In situations where crops couldn't be grown, or suddenly failed, and people were limited to a more pastoral diet, the ability to digest fresh milk would have been a definite advantage, although it might have taken quite a while to spread widely in a population. This would explain why the herders on the steppe had such deficits in nutrition in childhood. It also would have taken time to figure out how to keep the animals lactating all year long.

I think people also forget that it's taken thousands of years to reach current levels even in northern Europe. While in Germany about 70% of the people in one area carried it by 1200 AD, in neighboring Hungary in 1000 AD, the figure was only 33%.

I think this study on it is pretty good, as it's pretty recent, and provides a nice summary of the literature.
http://www.plosone.org/article/info:doi/10.1371/journal.pone.0086251

"The culture-historical hypothesis posits that the LP allele arose from low frequency through selection in cultures with a long history of dairying. By contrast, the reverse-cause hypothesis holds that the LP allele may have already been common in certain populations due to genetic drift and only these populations would have adopted the cultural practice of dairying. Additional genetic pressures may have existed in arid climates where milk is one of the only clean sources of water [27] or in northern latitudes where, in the absence of vitamin D, the presence of lactose facilitates the absorption of calcium by the intestinal mucosa and thus reduces the risk of rickets and osteomalacia [28]. Rickets and osteomalacia can cause deformation of the pelvis and are leading causes of obstructed labor and consequent maternal mortality and perinatal morbidity in traditional societies without access to modern medical care [29]."

Ed. Given it's distribution, and the fact that it was found in the Basque Neolithic samples, I think there's a question whether it expanded from the Steppe or from Iberia, perhaps with mtDna "H"? That's why it would be interesting to get access to more of the data from the study in the OP.

Yes, that's how I imagine it.

Given that initially most people would have got sick from drinking raw milk thus making the situation worse then famine (or hunger generally) strikes me as the most likely driver for people (kids maybe?) deciding to drink it anyway and so the regions around the edge of the farming zone having domesticated animals but relatively poor crop yields would seem the most likely places for this to arise which points towards the zone around the northern and western edges of the LBK zone.


I think people also forget that it's taken thousands of years to reach current levels even in northern Europe. While in Germany about 70% of the people in one area carried it by 1200 AD, in neighboring Hungary in 1000 AD, the figure was only 33%.

If the primary benefit was proportional to lack of alternative calories then I'd imagine the percentage (in the most effected areas) could have got very high very quickly during the metal ages and then mostly stabilized over time as farming improved with better seeds, technology (heavy plow) etc.

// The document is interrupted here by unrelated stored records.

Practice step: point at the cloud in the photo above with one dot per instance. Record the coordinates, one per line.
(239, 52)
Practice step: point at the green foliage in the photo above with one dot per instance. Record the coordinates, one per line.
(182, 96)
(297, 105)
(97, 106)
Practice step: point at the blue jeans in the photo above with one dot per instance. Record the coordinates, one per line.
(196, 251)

If so I wouldn't be surprised if there were ancient populations around the northern and western rim who were almost 100% LP with the percentage declining rapidly south-east - but even if that was the case then yes apart from those regions a slow process.

(A few of those rim populations might even be less LP than they were in ancient times.)


I think there's a question whether it expanded from the Steppe or from Iberia, perhaps with mtDna "H"?

If it was an uncommon random mutation which spread dramatically because it made a life or death difference in particular regions during a particular time period I'd have thought it was extremely likely to be connected to the particular Haplogroup(s) of the person(s) who developed the mutation.